The DVD contains a lecture explaining the principles in this chapter and Lord John Walton, who at the time was Professor of Neurology at Newcastle upon Tyne (UK), taking a history from a patient. It should be noted that he asks repeated questions to establish exactly when the patient first noticed the symptoms. In this instance the patient only became aware of a problem when she sat on a cold surface, thus the time of onset of the initial symptoms cannot be established exactly. Further questioning elicits that the problem progressed after it was first noticed. In this manner he is identifying the possible pathological process(es) he needs to consider by establishing the fact that the problem is progressive over several days.

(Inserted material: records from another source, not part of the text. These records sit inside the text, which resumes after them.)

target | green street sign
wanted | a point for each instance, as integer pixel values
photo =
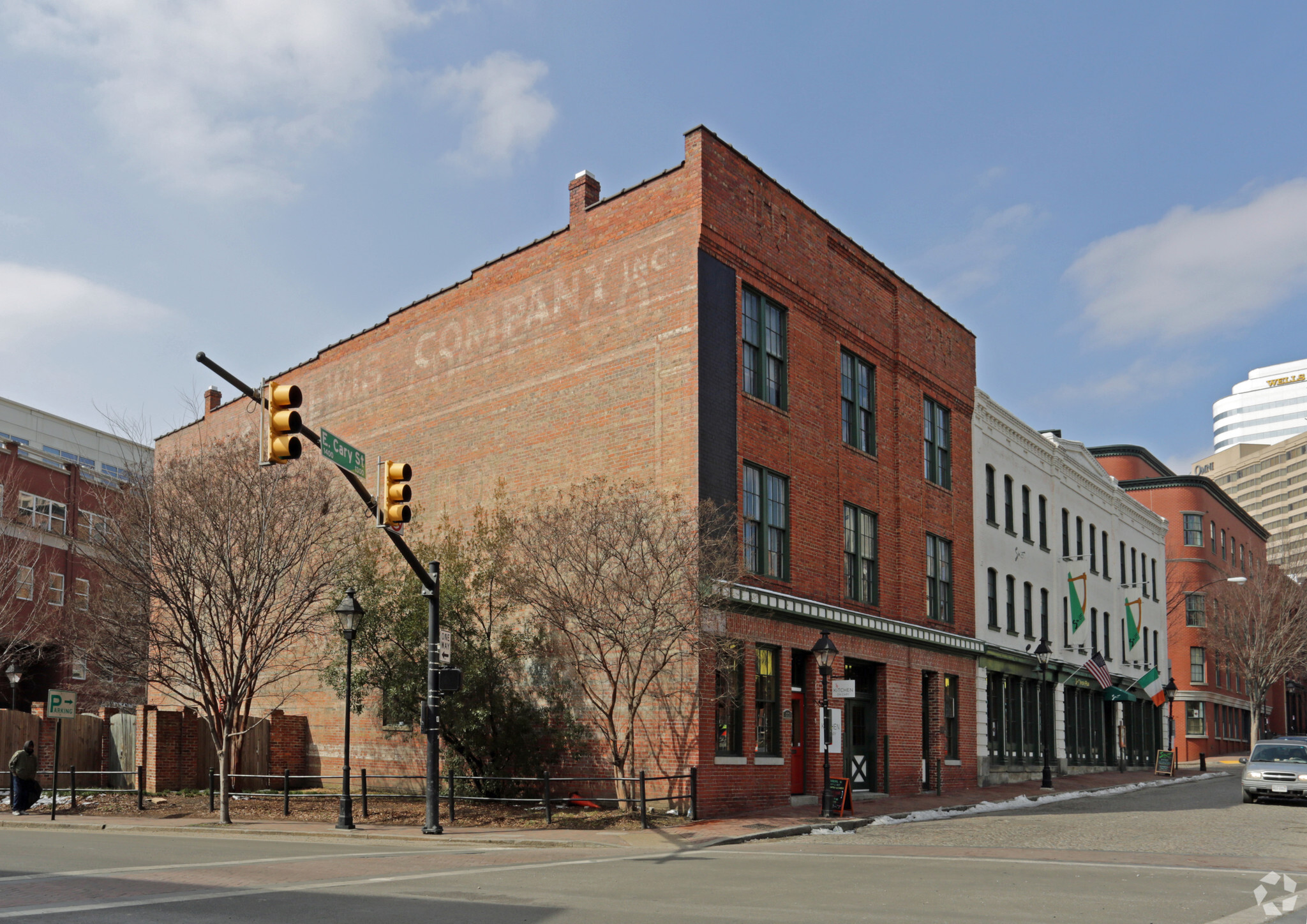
(61, 704)
(344, 455)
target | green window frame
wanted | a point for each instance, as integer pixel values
(939, 578)
(729, 701)
(766, 701)
(764, 348)
(862, 565)
(766, 522)
(858, 401)
(939, 467)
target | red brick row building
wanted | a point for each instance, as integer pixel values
(706, 331)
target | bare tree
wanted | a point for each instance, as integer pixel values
(625, 577)
(223, 574)
(1259, 632)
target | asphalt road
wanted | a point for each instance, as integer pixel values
(1187, 854)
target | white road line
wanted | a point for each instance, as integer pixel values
(223, 863)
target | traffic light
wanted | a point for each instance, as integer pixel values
(283, 422)
(395, 495)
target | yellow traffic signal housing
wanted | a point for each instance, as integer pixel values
(395, 495)
(283, 421)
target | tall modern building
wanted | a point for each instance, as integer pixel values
(1269, 405)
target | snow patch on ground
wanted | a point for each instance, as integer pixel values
(1025, 801)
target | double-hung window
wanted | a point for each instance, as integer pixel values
(766, 699)
(939, 578)
(764, 348)
(862, 577)
(939, 470)
(858, 401)
(729, 701)
(766, 522)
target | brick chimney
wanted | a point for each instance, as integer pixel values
(583, 191)
(212, 399)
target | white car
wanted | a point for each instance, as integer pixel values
(1276, 769)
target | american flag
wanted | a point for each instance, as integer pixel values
(1098, 667)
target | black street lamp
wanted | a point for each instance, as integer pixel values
(1169, 690)
(15, 674)
(1042, 654)
(350, 615)
(825, 651)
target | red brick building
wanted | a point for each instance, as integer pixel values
(58, 481)
(1209, 539)
(706, 331)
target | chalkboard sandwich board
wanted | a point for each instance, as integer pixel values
(839, 790)
(1165, 765)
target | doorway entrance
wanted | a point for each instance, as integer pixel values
(860, 727)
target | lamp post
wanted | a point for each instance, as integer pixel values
(15, 674)
(1169, 690)
(350, 615)
(825, 653)
(1042, 654)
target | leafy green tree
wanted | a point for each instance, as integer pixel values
(511, 718)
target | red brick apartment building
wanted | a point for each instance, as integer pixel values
(1209, 539)
(707, 331)
(58, 481)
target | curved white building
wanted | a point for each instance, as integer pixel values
(1269, 406)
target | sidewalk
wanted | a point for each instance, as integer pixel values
(786, 821)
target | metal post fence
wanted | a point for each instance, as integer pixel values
(645, 817)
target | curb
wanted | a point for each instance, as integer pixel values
(854, 824)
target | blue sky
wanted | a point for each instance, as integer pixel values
(1112, 199)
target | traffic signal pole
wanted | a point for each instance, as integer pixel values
(430, 590)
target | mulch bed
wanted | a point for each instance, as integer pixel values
(400, 812)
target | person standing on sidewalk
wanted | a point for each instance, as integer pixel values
(24, 789)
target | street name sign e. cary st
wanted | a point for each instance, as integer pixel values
(61, 704)
(344, 455)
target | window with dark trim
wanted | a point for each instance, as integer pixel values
(764, 348)
(939, 578)
(939, 468)
(766, 522)
(862, 573)
(766, 699)
(729, 701)
(991, 507)
(994, 599)
(950, 718)
(858, 401)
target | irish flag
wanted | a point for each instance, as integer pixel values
(1152, 684)
(1077, 600)
(1131, 622)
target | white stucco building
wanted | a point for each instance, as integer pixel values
(1046, 510)
(1266, 408)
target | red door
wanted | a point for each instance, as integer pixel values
(796, 747)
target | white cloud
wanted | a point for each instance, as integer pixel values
(217, 96)
(509, 116)
(1196, 271)
(50, 302)
(967, 265)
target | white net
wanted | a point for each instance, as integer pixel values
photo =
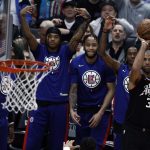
(20, 87)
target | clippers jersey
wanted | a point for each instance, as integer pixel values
(121, 98)
(91, 80)
(55, 86)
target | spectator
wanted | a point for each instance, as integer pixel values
(53, 100)
(92, 6)
(117, 47)
(136, 134)
(109, 8)
(15, 8)
(92, 89)
(134, 11)
(8, 136)
(71, 20)
(80, 49)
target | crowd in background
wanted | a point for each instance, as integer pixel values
(73, 24)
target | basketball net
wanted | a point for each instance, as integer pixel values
(19, 82)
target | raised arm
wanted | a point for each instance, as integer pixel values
(81, 30)
(135, 74)
(112, 63)
(26, 30)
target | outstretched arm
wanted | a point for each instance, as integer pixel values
(135, 74)
(112, 63)
(26, 30)
(81, 30)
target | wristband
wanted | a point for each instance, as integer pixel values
(105, 31)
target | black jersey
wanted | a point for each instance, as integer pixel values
(138, 112)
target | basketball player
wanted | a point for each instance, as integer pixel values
(136, 135)
(52, 92)
(121, 97)
(92, 88)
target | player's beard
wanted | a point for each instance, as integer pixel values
(90, 56)
(146, 71)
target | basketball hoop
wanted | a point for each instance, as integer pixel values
(19, 81)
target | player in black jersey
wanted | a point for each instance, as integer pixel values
(136, 135)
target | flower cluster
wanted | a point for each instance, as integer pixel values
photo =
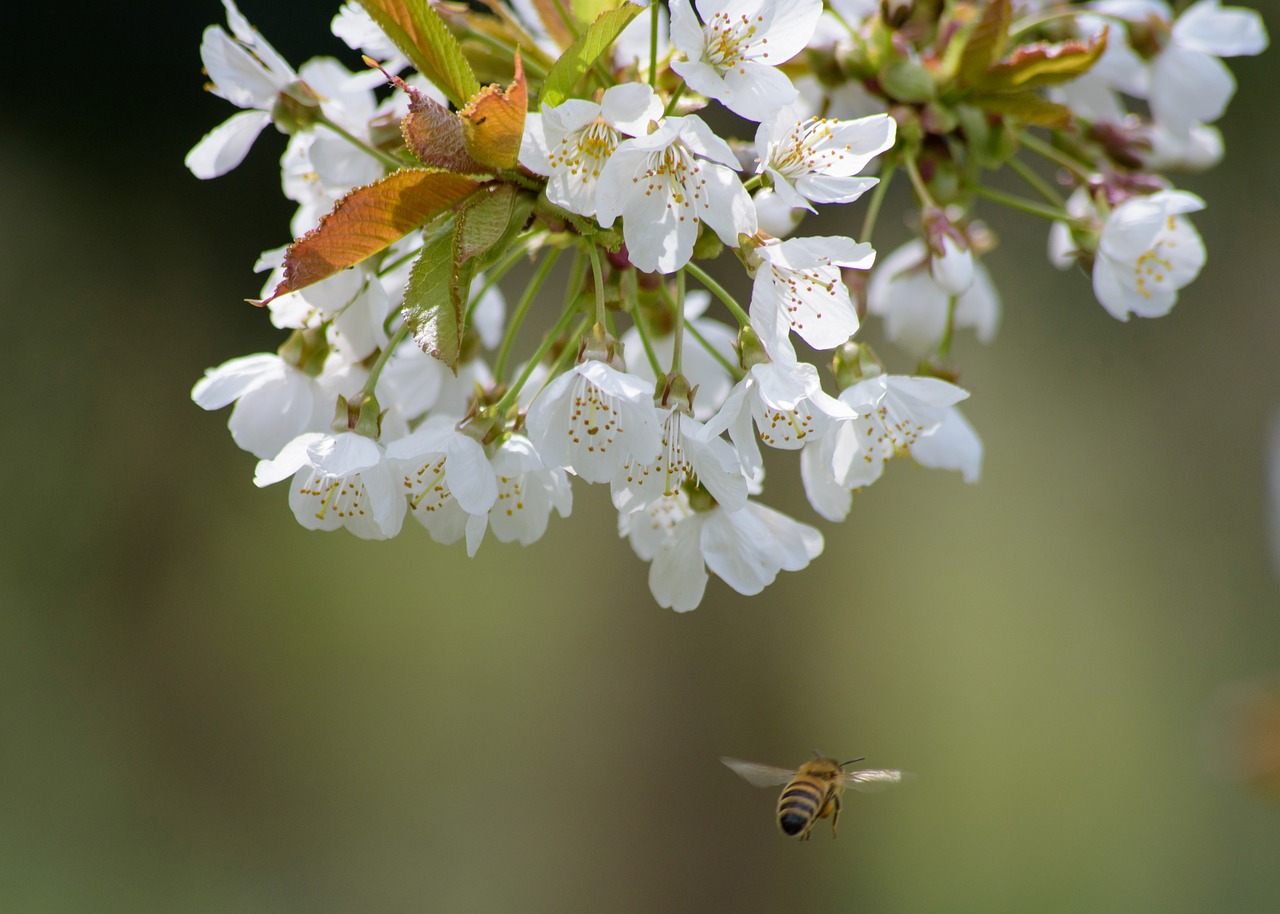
(597, 155)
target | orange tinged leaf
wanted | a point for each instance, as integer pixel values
(368, 220)
(493, 122)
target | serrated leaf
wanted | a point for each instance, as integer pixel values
(434, 133)
(426, 41)
(1045, 64)
(1027, 106)
(368, 220)
(590, 10)
(552, 13)
(485, 219)
(986, 42)
(493, 122)
(435, 297)
(583, 54)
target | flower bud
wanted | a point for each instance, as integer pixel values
(296, 109)
(950, 257)
(360, 414)
(853, 362)
(908, 81)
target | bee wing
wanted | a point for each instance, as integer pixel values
(873, 778)
(759, 775)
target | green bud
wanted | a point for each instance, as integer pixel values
(306, 350)
(708, 246)
(360, 415)
(750, 350)
(296, 109)
(908, 81)
(853, 362)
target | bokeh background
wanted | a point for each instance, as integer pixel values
(206, 708)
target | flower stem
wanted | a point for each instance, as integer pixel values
(877, 200)
(598, 274)
(383, 357)
(1028, 206)
(1054, 154)
(720, 292)
(638, 318)
(653, 44)
(677, 352)
(675, 97)
(702, 341)
(512, 394)
(922, 191)
(1027, 173)
(526, 300)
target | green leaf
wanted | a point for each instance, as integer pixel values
(489, 218)
(368, 220)
(1045, 64)
(435, 297)
(583, 54)
(1027, 106)
(552, 14)
(421, 35)
(986, 42)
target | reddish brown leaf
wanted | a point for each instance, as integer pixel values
(1045, 64)
(368, 220)
(493, 122)
(435, 133)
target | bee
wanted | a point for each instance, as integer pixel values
(813, 790)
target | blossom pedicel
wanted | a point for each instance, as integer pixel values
(401, 388)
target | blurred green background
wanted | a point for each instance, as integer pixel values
(206, 708)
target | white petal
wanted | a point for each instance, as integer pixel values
(677, 576)
(1189, 87)
(755, 91)
(292, 457)
(225, 146)
(470, 478)
(236, 73)
(630, 108)
(1229, 32)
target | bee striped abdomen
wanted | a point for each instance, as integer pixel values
(799, 805)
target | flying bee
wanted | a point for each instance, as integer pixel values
(813, 790)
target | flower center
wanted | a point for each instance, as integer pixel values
(728, 40)
(676, 174)
(344, 496)
(594, 419)
(585, 151)
(1155, 266)
(808, 149)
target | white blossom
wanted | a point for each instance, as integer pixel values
(448, 480)
(593, 420)
(785, 401)
(664, 186)
(818, 159)
(339, 480)
(571, 142)
(894, 414)
(745, 548)
(734, 56)
(274, 401)
(1147, 252)
(799, 287)
(247, 72)
(1185, 82)
(689, 453)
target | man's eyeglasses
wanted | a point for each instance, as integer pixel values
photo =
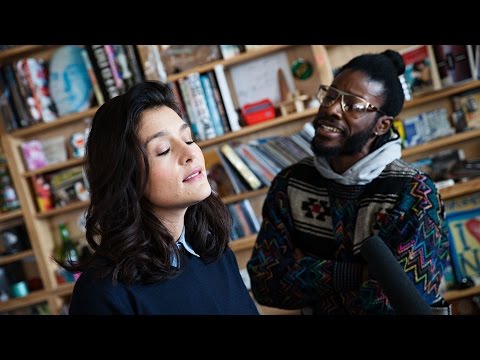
(352, 105)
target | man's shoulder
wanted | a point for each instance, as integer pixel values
(300, 167)
(400, 168)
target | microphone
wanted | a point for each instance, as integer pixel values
(400, 290)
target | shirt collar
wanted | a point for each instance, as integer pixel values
(181, 242)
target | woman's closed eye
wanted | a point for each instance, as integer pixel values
(164, 152)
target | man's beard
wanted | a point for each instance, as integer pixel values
(351, 145)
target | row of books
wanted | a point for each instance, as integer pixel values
(431, 67)
(206, 103)
(424, 127)
(113, 69)
(25, 97)
(60, 188)
(34, 90)
(238, 167)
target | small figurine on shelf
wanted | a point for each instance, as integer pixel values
(291, 102)
(66, 253)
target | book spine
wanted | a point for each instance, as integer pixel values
(200, 105)
(102, 70)
(218, 101)
(252, 180)
(93, 79)
(37, 72)
(197, 129)
(117, 77)
(232, 115)
(212, 105)
(134, 63)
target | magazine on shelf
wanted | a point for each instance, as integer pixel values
(463, 220)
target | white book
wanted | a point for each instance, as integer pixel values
(232, 114)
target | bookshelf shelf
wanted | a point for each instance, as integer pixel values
(440, 94)
(245, 195)
(7, 259)
(243, 57)
(62, 121)
(460, 189)
(62, 210)
(442, 143)
(11, 215)
(251, 129)
(22, 51)
(64, 289)
(243, 243)
(54, 167)
(459, 294)
(31, 299)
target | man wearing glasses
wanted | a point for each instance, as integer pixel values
(318, 212)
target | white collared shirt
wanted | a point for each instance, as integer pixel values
(182, 242)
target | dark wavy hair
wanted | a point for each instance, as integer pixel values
(121, 226)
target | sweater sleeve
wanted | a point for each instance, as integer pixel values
(279, 277)
(94, 296)
(418, 235)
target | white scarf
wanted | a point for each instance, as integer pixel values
(364, 170)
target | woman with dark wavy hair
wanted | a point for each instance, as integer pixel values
(159, 234)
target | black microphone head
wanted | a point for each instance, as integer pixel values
(385, 268)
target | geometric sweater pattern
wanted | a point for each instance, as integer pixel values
(307, 251)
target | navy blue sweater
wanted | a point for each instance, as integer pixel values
(214, 288)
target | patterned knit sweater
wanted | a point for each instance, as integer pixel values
(307, 251)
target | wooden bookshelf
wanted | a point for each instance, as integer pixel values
(10, 215)
(441, 143)
(243, 243)
(62, 210)
(33, 298)
(440, 94)
(61, 121)
(251, 129)
(245, 195)
(460, 189)
(8, 259)
(62, 290)
(56, 166)
(22, 51)
(460, 294)
(237, 59)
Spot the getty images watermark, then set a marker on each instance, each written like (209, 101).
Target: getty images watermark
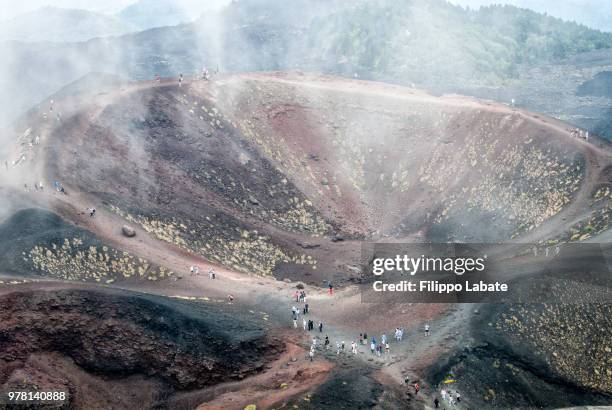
(492, 273)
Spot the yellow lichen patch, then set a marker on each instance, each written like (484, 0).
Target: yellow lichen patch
(72, 261)
(246, 251)
(571, 338)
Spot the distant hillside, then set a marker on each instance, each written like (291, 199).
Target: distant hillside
(146, 14)
(60, 25)
(432, 44)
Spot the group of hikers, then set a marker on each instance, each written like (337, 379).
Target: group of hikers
(578, 133)
(205, 75)
(195, 271)
(378, 348)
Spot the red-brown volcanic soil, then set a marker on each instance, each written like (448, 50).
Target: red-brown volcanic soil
(274, 179)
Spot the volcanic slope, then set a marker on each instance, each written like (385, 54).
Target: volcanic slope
(258, 172)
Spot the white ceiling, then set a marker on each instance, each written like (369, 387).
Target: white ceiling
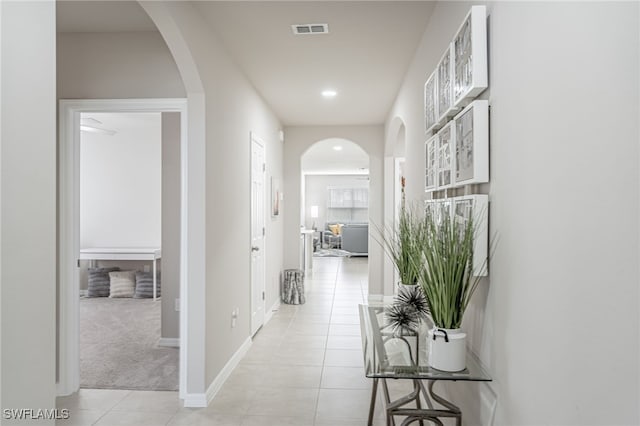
(102, 16)
(364, 57)
(322, 158)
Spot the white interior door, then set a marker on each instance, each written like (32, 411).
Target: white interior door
(257, 234)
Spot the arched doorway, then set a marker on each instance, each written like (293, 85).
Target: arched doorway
(335, 195)
(297, 141)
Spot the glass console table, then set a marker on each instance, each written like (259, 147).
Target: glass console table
(389, 355)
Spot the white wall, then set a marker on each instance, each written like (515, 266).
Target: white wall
(28, 206)
(233, 110)
(171, 182)
(557, 322)
(120, 182)
(116, 66)
(297, 141)
(315, 189)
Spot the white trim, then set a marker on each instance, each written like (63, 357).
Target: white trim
(69, 241)
(274, 308)
(376, 298)
(169, 342)
(266, 212)
(195, 400)
(226, 371)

He also clarifies with the patient the exact nature and distribution of symptoms, thus defining the site of the problem within the nervous system. He next asks about symptoms in the past history that would indicate any previous neurological illness or symptoms that may relate to the current illness. Unfortunately, this latter aspect does require prior knowledge and experience. Although he comments at the end that this is a pattern he recognises, it can be seen that his method of taking the history reflects the principles espoused in this chapter.

As stated earlier, it is not possible to learn how to take an effective history by reading a textbook. It is anticipated that students armed with the information in this chapter will find their time on the wards taking histories from patients with neurological disorders more rewarding and interesting.